Multi-cluster Kubernetes requirements
Developers need the right tools to manage multi-cluster challenges, from contextual alerting to new deployment strategies and beyond. Let’s break it down:
- the Union Tools provide mechanisms for expressing which groups a configuration has been managed and what that configuration should look like. A single set of APIs in a host cluster coordinate the configuration of multiple Kubernetes clusters across distributed environments. Unified cloud technologies support the interconnection of two or more geographically separated computing clouds, making complex multi-cluster use cases easier for engineering teams to handle.
- It is very complicated to maintain multiple groups and make them work together as a single unit. Connection makes it possible to do so. The right tools can help you handle inter-cluster threading, control routing to clusters, load balancing across geographically distributed pools (with Global Server Load Balancing, or GSLB), and manage application updates across multiple clusters.

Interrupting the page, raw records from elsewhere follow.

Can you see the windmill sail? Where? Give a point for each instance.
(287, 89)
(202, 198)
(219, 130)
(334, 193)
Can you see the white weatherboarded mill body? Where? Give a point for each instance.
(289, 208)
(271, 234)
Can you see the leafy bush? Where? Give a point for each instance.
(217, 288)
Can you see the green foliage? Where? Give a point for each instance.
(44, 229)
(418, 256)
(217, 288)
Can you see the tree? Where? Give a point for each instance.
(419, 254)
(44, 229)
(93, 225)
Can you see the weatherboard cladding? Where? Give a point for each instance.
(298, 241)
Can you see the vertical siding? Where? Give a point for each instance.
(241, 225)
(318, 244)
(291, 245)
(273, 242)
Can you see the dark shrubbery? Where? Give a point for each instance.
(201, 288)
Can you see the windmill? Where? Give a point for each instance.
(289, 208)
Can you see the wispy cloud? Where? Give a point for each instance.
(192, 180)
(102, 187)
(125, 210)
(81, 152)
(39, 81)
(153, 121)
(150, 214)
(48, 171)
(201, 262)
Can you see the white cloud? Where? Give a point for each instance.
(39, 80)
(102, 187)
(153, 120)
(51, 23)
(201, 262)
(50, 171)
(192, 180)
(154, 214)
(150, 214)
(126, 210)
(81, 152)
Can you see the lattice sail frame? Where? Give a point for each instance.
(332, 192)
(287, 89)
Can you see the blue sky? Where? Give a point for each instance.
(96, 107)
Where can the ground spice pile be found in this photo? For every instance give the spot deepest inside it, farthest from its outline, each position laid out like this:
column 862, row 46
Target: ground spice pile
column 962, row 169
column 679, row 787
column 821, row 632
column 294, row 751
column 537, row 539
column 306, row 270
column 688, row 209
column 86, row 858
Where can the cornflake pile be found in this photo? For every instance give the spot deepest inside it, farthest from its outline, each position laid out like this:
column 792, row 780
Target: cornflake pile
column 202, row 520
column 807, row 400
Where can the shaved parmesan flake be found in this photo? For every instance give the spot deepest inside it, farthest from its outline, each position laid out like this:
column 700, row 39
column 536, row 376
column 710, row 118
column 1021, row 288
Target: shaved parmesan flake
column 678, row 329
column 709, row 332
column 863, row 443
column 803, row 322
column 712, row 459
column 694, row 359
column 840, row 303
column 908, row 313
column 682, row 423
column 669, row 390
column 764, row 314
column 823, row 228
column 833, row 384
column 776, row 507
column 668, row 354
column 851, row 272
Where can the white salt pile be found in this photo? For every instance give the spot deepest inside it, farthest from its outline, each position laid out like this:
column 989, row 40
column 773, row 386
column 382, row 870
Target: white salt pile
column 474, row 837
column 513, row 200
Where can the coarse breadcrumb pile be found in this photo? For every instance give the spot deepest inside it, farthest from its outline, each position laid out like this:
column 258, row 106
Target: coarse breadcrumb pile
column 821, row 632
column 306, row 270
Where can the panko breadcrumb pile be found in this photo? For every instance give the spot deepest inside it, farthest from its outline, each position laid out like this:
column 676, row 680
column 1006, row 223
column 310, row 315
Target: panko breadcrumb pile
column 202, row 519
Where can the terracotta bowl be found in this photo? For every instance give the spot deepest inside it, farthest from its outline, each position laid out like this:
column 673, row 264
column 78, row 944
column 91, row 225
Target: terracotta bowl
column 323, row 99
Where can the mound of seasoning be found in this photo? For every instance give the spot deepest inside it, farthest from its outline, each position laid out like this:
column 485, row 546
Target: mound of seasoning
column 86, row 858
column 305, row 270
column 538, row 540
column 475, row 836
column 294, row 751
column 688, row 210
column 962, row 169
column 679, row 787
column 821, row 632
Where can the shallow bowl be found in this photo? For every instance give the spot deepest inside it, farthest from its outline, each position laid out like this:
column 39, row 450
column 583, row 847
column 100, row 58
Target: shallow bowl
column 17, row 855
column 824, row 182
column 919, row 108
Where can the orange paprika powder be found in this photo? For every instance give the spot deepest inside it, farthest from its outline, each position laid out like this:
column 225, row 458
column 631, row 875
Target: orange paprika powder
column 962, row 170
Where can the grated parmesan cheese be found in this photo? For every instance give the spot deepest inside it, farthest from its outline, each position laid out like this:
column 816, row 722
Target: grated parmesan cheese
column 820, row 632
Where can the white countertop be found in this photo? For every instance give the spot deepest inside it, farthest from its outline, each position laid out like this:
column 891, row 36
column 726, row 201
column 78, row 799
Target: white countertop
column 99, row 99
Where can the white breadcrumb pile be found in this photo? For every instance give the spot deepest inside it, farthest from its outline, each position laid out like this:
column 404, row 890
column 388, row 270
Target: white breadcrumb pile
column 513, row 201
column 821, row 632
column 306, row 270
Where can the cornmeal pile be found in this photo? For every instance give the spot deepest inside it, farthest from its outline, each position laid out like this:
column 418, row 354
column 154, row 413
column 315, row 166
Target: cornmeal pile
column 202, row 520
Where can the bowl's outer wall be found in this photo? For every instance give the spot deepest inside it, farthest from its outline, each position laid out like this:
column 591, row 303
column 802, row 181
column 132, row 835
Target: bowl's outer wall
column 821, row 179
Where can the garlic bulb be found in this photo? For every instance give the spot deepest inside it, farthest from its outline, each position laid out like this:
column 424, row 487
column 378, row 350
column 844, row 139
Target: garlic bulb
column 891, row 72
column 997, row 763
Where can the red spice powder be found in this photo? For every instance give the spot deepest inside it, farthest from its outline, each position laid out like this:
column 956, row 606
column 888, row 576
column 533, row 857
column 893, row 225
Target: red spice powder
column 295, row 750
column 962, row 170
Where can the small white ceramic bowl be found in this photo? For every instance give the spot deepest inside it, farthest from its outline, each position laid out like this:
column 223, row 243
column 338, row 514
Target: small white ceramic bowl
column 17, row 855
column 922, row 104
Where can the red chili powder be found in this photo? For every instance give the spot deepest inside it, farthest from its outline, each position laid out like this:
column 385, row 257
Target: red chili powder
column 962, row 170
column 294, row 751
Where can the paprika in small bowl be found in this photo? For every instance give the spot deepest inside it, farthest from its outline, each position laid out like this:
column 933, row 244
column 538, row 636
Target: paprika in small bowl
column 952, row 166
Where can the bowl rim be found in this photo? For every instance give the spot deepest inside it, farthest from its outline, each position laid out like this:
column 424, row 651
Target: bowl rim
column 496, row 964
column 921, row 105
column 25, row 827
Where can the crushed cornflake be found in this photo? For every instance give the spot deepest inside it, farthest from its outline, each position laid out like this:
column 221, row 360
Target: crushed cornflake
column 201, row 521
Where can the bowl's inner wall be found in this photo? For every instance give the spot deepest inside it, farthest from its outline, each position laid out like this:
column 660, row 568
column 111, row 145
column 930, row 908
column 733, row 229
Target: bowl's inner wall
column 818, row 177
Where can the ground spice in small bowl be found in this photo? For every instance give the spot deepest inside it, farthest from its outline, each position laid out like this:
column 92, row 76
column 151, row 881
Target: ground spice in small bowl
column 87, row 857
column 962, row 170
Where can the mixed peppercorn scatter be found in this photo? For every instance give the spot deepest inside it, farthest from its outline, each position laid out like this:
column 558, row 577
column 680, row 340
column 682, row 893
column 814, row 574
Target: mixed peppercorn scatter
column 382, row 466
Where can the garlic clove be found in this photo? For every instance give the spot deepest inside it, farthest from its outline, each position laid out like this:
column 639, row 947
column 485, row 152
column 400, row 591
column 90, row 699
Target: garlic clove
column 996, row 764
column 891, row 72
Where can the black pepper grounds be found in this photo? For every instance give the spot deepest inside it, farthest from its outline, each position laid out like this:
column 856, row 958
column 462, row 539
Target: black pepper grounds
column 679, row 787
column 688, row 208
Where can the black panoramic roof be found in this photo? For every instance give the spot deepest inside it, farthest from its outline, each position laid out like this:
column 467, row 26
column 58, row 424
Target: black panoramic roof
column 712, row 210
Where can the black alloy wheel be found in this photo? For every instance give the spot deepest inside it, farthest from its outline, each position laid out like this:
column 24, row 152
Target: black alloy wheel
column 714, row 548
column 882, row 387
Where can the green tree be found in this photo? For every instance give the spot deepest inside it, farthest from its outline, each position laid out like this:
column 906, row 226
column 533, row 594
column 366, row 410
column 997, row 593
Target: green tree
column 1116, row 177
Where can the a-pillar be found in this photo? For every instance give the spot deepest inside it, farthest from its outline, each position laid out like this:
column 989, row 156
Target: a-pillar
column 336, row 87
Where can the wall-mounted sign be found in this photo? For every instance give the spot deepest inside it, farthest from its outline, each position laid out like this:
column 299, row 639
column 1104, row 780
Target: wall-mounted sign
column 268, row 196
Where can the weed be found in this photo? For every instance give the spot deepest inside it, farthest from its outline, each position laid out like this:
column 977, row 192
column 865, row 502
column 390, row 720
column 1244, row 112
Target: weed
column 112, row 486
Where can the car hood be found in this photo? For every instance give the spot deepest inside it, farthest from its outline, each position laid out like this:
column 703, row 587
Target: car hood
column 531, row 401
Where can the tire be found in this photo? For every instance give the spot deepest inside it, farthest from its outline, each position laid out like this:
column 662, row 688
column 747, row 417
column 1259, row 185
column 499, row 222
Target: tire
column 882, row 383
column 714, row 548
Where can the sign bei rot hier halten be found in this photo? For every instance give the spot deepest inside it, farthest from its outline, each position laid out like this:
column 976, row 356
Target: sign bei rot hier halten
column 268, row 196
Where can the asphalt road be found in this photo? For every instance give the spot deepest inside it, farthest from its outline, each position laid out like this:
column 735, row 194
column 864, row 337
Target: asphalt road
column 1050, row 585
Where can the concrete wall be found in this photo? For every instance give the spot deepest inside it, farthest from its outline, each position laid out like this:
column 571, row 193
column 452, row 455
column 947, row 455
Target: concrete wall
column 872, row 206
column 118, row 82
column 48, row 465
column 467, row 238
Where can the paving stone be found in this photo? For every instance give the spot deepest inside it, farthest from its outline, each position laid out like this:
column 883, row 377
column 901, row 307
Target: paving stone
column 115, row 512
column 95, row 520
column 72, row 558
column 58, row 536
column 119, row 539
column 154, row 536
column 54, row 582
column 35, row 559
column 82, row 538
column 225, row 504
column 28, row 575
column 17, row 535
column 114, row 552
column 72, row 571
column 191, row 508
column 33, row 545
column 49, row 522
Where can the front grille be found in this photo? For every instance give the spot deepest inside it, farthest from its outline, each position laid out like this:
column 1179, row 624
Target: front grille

- protection Challenges accumulate in complex and distributed IT environments but can be resolved when cloud-native security tools and processes are adopted. This means asking new questions. How do you deal with security in environments of mistrust? How do you manage end-to-end encryption for communications? How do you control access to your apps? How do you maintain TLS certificate management in distributed infrastructures? When security is integrated into the cluster, distributed applications become more secure.
- Note It allows you to quickly see the big picture of your distributed infrastructure, so you can diagnose problems quickly and easily. Grafana and Prometheus are examples of tools widely used to this end. As you expand the number of groups posted, the possibility of observation and contextual alert become more important because there are more ways things can go wrong. Having the right tools to enable developers to know exactly where issues are will not only keep apps running smoothly, but it cuts down on big guesswork and saves valuable time.
The future of multi-cluster Kubernetes
Ensuring groups, services, and network traffic work together seamlessly in the cloud-native world is a major challenge. Kubernetes has won the regulation war and is still widely adopted by organizations around the world, but the technology is also naturally maturing. With this maturity come new problems and new challenges for multi-cluster deployments.
The development, engineering, and operations teams (of all skill levels) that build and run applications on Kubernetes need easier ways to achieve visibility, scalability, and security for their clusters and networks. When looking for tools to manage standard microservice architectures, developers should prioritize solutions that provide capabilities such as real-time monitoring capability, ready contextual alerting, geo-aware content delivery, and built-in service interlocking.
Challenges of multi-cluster coordination are becoming increasingly prevalent, but by adapting to the cloud-native world with the right tools, development and operations teams will be able to discuss the complexity of multi-cluster Kubernetes and see the huge benefits that come with Kubernetes like never before.
Emile Fuege is the founder and CEO of Traffic coefficient.